“Hamlet” is back at the Shakespeare Theatre Company for this year’s annual Free For All, and it is not to be missed. The annual program features a Shakespeare production every summer and makes free tickets available via a lottery system. This year’s production, which also marks the end of Michael Kahn’s tenure as artistic director, is a darkly comic, profoundly enjoyable staging of Shakespeare’s tragedy.

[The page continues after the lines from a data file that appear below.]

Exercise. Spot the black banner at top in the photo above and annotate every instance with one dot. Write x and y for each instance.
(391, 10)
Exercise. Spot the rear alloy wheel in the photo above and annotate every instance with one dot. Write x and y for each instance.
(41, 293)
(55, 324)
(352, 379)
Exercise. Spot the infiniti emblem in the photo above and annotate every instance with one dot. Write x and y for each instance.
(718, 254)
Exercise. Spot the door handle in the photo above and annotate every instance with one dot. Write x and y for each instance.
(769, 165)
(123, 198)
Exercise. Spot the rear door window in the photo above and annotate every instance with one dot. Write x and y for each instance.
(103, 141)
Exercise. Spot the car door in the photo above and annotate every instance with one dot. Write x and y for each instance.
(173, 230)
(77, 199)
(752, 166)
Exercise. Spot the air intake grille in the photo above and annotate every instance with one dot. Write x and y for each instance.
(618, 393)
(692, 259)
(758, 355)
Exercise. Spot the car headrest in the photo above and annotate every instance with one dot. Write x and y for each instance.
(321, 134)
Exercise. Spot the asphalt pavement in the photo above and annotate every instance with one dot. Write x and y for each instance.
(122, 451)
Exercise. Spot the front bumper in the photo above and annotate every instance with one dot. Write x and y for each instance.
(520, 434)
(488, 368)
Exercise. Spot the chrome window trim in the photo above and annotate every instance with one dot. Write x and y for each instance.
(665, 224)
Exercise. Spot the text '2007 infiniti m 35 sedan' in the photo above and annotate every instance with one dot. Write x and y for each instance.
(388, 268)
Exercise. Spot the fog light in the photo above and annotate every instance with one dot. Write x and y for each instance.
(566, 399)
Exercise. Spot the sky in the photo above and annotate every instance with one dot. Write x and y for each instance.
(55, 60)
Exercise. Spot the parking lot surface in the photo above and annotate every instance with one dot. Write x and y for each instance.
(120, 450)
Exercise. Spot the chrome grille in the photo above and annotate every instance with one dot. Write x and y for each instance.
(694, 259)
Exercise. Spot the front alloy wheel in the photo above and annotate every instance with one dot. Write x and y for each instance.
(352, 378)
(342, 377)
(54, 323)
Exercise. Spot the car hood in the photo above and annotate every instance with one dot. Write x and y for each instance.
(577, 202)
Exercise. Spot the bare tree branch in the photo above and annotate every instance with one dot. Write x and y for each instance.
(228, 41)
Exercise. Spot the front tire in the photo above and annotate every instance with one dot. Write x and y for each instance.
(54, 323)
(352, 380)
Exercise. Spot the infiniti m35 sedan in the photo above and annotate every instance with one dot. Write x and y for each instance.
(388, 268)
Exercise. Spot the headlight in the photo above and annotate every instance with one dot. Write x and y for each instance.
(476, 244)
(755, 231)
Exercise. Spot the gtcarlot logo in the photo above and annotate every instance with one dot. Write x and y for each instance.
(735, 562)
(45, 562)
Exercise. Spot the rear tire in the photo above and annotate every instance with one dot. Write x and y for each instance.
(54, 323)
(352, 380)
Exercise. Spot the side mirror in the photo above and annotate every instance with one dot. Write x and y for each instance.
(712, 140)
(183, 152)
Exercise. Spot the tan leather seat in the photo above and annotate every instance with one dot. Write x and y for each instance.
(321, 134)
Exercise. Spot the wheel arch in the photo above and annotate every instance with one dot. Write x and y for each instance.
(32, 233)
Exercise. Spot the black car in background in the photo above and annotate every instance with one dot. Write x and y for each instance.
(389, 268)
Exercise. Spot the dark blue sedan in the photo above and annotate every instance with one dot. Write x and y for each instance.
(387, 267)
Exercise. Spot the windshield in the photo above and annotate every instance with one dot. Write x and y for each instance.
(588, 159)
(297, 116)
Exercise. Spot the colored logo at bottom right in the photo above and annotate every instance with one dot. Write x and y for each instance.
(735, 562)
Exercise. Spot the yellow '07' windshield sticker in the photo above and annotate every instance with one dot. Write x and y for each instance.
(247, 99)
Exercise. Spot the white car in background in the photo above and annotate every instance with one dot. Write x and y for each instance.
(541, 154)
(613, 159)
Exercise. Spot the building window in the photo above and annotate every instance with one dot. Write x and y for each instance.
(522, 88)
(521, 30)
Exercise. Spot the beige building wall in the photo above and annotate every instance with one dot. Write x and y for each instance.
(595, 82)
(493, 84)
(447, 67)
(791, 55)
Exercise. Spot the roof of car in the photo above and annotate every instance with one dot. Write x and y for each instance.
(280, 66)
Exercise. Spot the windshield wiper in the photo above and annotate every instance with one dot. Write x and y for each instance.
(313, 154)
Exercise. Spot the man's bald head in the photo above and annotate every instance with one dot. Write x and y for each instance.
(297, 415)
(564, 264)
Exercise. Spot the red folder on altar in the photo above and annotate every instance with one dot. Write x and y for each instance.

The well-known story opens in a different kind of Denmark, a sleekly modern corporate HQ. Hamlet (Michael Urie), the Prince of Denmark, is grieving for the recent death of his father, and raging against the quick remarriage of his mother, Gertrude (Madeleine Potter), to Hamlet’s uncle Claudius (Alan Cox), who has inherited the crown. A shocking appearance of the ghost of Hamlet’s father (Keith Baxter) reveals the truth: that Claudius killed his brother in order to take his kingdom. The ghost charges his son Hamlet with revenging his murder, setting the plot in diabolical motion.
… a darkly comic, profoundly enjoyable staging of Shakespeare’s tragedy.
Though something may be rotten in the state of Denmark, it’s belied by John Coyne’s chic modern set, with its branded signage and elegant metallic lines. Jess Goldstein’s costume design positions Hamlet against this corporate world, a poetic loner in a gray baggy sweater that stands out in a sea of three-piece suits.
Urie is transfixing as the title character from his very first scene. Irreverent, with a nervy energy, his performance captures the role’s darkly comic possibilities. Urie’s consistent, quippy humor keeps the momentum going throughout the production. His rendition of the famous “To be or not to be” soliloquy is appropriately mesmerizing, as a tortured Hamlet considers his path forward, gun in hand.
Director Craig Baldwin paces the show nicely, giving time and weight to its great performances (the original production was directed by Michael Kahn). A scene late in the first half showcases a fine Keith Baxter, portraying the main actor in a troupe of players that visit Denmark’s court. Baxter’s rendition of the ‘Hecuba’ speech is excellent, and the interplay with the players is made more delightful by Hamlet’s intrusive “notes” for an actor in a later scene.
Despite the understandably dire bent of the play, a vein of sincerity and warmth runs throughout the production’s key relationships, keeping emotional stakes high. Polonius, a fantastic Robert Joy, is a generous source of comic relief as the striving courtier, but also portrays the character as a loving, if misguided, father. Ophelia (Ayana Workman, very good) and Hamlet’s brief scenes together imply a warm and loving bond, now undone by Hamlet’s mission of vengeance.
But though Hamlet strives to avenge his father, all occasions do inform against him, quite literally in the form of constant corporate surveillance. Security cameras watch the action, as do ever-present security guards. Clever sightlines allow characters to spy and creep unseen.
Claudius, one of those who are watching, is played by Alan Cox with the soulless charm of a CEO. As the Queen to his King, Madaleine Potter is an elegant counterpoint to his glibness. Potter gives a finely nuanced, graceful performance, and the scene of her confrontation with Hamlet is appropriately wrenching.
The secrets, lies and murders mount right up until a tense and exciting fencing duel in the final scene. It’s an appropriately exhilarating finish to an invigorating show.
Running Time: About 3 hours, with one 15-minute intermission.
Advisory: Production uses fog and fake gunfire.